Virtue System | Book of Virtues | Principles
| Virtues | White
Stag Inn Forum |
Tales of Virtue: Table of Contents
Stories taken from the official Ultima Ascension site
Iolo was bard, bowman and freeholder, as well as the trusted friend and champion of Lord British. It was not strange, therefore, that his neighbors should turn to him in time of crisis.
The nature of the crisis at hand was a single man named Edric, a brigand by trade, who had come to haunt the trails that cut through the wild forests and hills of that region. He was a most cruel villain, with no thought for the lives or honor of his victims, and robbery was the very least of his depravities.
So the honest tradesmen and farmers of the region came to Iolo to beg him for deliverance. Iolo did not hesitate, but put aside his lute and took up his crossbow, kissed his wife goodbye, and left the horses in her capable hands. And as he left, he swore in the name of Lord British that he would not return until the menace of Edric the murderer was removed from the land.
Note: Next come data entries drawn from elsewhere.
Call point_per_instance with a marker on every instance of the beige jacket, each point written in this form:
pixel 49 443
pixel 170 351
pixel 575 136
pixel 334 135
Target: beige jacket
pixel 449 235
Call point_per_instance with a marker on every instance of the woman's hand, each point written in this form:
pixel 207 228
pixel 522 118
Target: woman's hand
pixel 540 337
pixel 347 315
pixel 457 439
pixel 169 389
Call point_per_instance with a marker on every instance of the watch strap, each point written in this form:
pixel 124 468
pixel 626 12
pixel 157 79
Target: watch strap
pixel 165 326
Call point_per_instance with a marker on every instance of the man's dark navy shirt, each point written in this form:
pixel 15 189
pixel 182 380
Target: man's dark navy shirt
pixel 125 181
After seeking for some days, Iolo began to pick up the trail of his quarry and it led him into a rough and hilly region where he pursued the villain across the treacherous heights and valleys. At last, they came to a high cliff far above a small mountain village and there, with Iolo only minutes behind him, the brigand executed a plan of horrid efficiency. He pried loose a single boulder and set it to rolling down the cliff face, and as it rolled it caught more rocks and boulders, which in turn caught more rocks and boulders, until at last a mighty avalanche fell down upon the tiny village. Many of the homes and shops were annihilated by the rocky deluge, and the one pass which allowed the village to communicate with the outside world was blocked.
Iolo stood aghast at this carnage, and his rage against Edric knew no bounds, but nonetheless he broke off pursuit and descended down the perilous mountainside to the village, and there he spent some days digging out the living and the dead, and helping to clear the pass. And while he was thus occupied, the brigand made good his escape and returned to his larcenous ways.
But as soon as his conscience permitted it, Iolo resumed the chase, and it did not take him long until he again pressed his foe. But this time Edric was more ready to deal with his nemesis, and he lead Iolo to a certain forest town, and passing through it at night the creature poisoned the town’s only well. So when Iolo came to the town the next day, he found many of the townsfolk stricken with a horrible, deadly affliction. And again Iolo paused in his pursuit and helped to minister to the sick and the dying, and labored to cleanse the fouled well. And again, Edric used the time to get far away.
When he resumed the hunt, Iolo was like a fury of vengeance, and he pressed the fugitive hard. In the heat of the chase, Edric was forced to flee desperately away from all human habitation (which was according to Iolo’s plan). At last Edric came to a cavern mouth and thought to elude Iolo within. But this was folly, for it was no cavern - this was one of those protean pits of vileness called “Dungeons” which have infested our land since time immemorial, and the name of this particular Dungeon was Despise.
Now the perils of the Dungeons are many, and some time later, when Iolo entered Despise (more carefully than Edric had, for Iolo knew the place of old), he was soon greeted by a black and gaping deadfall. And far below, from some unguessed depth of the pit, the voice of Edric was pitifully crying for aid, pleading that his leg had broken in the fall.
Iolo cried out, greeting Edric and saying, “I would happily lower a rope, but I have none.” Then he added, with perhaps pardonable cruelty, “I could go and fetch one if you like; I should be back in no more than a week.”
Edric, who was quite unmanned in his terror, pled with Iolo not to leave him alone. “I know you are a Bard and a man of Compassion,” the villain begged. “Climb down and help me out, I pray you.”
Iolo stood there on the lip of the pit, quite aghast at the audacity of the creature, but at last he spoke. “I see that you, who have so grossly abused my Compassion for so long, have no true idea of its nature. Compassion is the due wage of innocence, and for a child or honest farmer I would cheerfully brave that pit. Such as you, however, have no claim on compassion whatsoever, for your proper dish is Justice.” But then, as Edric blubbered below, he added, “However, I am no judge or Druid, so I will grant you such Compassion as is prudent for one such as yourself.”
Without another word he went out of the Dungeon, but only so far as a sturdy tree, from which he cut a long branch suitable for use as a crutch. And he returned to the hole from which Edric still blubbered (swearing now that he heard things slithering in the darkness), and threw the crutch down.
“Here then is your Compassion, that you need not wait for death immobile and helpless. With this you can move about, and you already have water, tender, torches and a sword. Now get up, and make your way out if you can. You have my word that if you ever see the open air again, I will be waiting for you.”
Giving no further heed to the brigand’s cries, Iolo left the dungeon. But he pitched a camp in view of the entrance, and bided there two nights, waiting attentively. And on the morning of the third day he broke camp and returned home. And no one can say for certain that Edric perished in the pit of Despise, but it can truly be said that he was never heard of again in Britannia.